In preparing for my arrival from the states, hours before my plane landed, James’s host tried to kick him out of the room and made up excuses with what James describes, “Crocodile tears.” But James had had it by then. He had spent a month at that guesthouse and this is how the host showed her appreciation?
James and I have a dynamic, it’s called good cop, bad cop. He says that I’m usually the bad cop and James, with his calm nature, is the good cop. But when I experienced this treatment first hand, as the host was spewing her bullshit “We’ll, what do you know? I forgot that they had made the reser -“. James sided with me. I think it was the only time when he played bad cop (with me that is).
Now if you’re Cuban and you’re reading this, you might be offended. “How dare I make that judgement based off my short time in Cuba?”

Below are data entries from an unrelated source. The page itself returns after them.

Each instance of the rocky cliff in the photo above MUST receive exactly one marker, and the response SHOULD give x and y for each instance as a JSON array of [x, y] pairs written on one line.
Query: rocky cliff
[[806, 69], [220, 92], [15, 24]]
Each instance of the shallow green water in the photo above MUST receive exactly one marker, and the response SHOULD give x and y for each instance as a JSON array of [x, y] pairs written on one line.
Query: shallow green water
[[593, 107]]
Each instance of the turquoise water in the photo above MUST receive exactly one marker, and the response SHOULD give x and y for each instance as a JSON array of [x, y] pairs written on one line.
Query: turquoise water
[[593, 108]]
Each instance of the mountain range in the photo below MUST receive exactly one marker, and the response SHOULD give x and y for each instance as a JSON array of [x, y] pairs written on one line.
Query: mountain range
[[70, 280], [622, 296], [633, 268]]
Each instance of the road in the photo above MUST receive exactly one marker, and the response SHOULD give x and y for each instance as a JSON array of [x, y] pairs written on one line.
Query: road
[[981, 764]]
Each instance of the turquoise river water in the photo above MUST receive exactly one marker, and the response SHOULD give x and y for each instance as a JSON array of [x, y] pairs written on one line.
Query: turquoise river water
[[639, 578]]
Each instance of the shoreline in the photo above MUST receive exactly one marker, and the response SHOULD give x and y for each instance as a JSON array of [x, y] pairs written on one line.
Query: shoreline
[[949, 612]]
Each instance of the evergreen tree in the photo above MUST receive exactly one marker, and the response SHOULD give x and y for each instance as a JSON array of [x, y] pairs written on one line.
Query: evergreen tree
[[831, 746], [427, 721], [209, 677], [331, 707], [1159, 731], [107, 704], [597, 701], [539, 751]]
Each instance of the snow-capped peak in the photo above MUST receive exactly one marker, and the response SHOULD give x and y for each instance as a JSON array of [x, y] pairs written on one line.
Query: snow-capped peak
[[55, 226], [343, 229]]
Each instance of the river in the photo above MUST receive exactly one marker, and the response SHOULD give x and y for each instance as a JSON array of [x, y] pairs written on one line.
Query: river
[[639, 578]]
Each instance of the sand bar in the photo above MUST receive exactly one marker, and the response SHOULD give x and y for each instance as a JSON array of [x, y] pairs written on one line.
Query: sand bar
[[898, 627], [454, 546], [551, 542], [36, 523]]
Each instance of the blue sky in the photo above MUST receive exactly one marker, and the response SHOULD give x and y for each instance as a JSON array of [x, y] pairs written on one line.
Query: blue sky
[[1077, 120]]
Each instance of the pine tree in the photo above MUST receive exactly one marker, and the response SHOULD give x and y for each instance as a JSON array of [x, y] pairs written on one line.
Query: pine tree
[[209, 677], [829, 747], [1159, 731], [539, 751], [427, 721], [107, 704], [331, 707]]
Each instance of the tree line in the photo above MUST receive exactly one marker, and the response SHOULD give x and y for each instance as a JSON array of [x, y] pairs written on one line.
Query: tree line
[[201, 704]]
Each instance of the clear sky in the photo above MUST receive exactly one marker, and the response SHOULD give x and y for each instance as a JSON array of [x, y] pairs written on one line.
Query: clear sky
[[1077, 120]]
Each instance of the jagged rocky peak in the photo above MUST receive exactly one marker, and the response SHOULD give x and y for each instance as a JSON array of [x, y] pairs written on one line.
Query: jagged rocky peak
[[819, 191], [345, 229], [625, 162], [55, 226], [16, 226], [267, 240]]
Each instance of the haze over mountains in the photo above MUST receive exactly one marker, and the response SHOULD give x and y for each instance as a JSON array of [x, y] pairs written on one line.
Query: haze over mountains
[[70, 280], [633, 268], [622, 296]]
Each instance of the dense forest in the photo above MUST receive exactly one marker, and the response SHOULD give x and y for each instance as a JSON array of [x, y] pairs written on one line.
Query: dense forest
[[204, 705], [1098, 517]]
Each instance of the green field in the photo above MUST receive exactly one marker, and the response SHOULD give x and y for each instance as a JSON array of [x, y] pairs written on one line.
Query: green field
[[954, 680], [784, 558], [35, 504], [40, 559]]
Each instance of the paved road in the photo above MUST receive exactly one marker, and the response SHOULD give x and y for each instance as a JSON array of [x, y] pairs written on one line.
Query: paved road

I agree, 20 days plus the extra 10 from nine years ago is not enough time in Cuba to make me a spokesperson of this country. I’ve met Hernan and the two guys who rescued me during my biggest hangover (of my life, mind you I was trying to bloom) at the Havana airport – a story for later. These are great Cuban people who wanted nothing more than to actually help and have a good time. They’re the exception.
Folks! This is just my experience and it just so happens that whenever I share this experience with someone who has also experienced Cuba, they express this same frustration. So there has to be some truth to it.
I’ll never forget Mario in Panama.
“You’ve been to Cuba, too?”
“It’s an interesting country.”
“They’ll be your friend for a dollar.”
Please note that while getting hustled by Cubans at every turn was frustrating, it doesn’t make me dislike Cuba, too much. The average wage for a Cubano is $20 a month and the trade embargo has deprived Cubans of the most basic commodities that we take for granted, like the internet, traveling and toilet paper.
I have a friend in San Diego who has lived and traveled to Cuba several times. When I told her about James’s situation, she told me that she too has stayed with friends in Cuba and had a large chunk of money disappear from her bag. Unlike in Mexico where you can leave your personal items at a friend’s home and have a peace of mind that your stuff will be secure, it’s not quite like that in Cuba.
She said, “The thing about Cuba is, you don’t want to give anyone an opportunity to disappoint you.”
After Cuba, I realized that the majority of Cubans whom I spoke to did not care to hear about my travels, where I will travel to next and what my life is like in San Diego. Why listen to someone talk about a life that is unattainable to them? In that regard, I empathize with the people and hate the trade embargo for it.
To learn more about the deprivation in Cuba, read James’s blog. He has lived in Cuba for three months, he can probably walk around Havana blindfolded and know where he is. He also has a lot more years of creative writing under his belt – writing is his passion! You’ll like his style 😉 Since he’s still editing I am unable to provide the link here so send me a message and I will notify you when it’s ready.
What did I miss? A lot! I mentioned the double currency. Does Cuba have a double currency? Yes they do but they’re getting rid of it. Going on the moneda nacional is how we ate for a dollar a day. The CUC is the other currency which is carried by tourists, you use it to check into guesthouses and purchase food at Paladares.
Quick insider tip: When you say CUC, spell it out in Spanish because it’s the way the Cubans say it. You might make the mistake (as I did) by calling it a “kook” which will make you sound like a silly Yuma – Cuban term for foreigner.
If you would like me to delve more into any subject, please leave your comments below.
I do apologize for not writing part 2 sooner. I’ve flown back to the states due to a family emergency but I will return to Latin America come January 2016. Where to? Colombia of course, we’ve only been there for over two months and we loved the people so much there that we’re not done with it.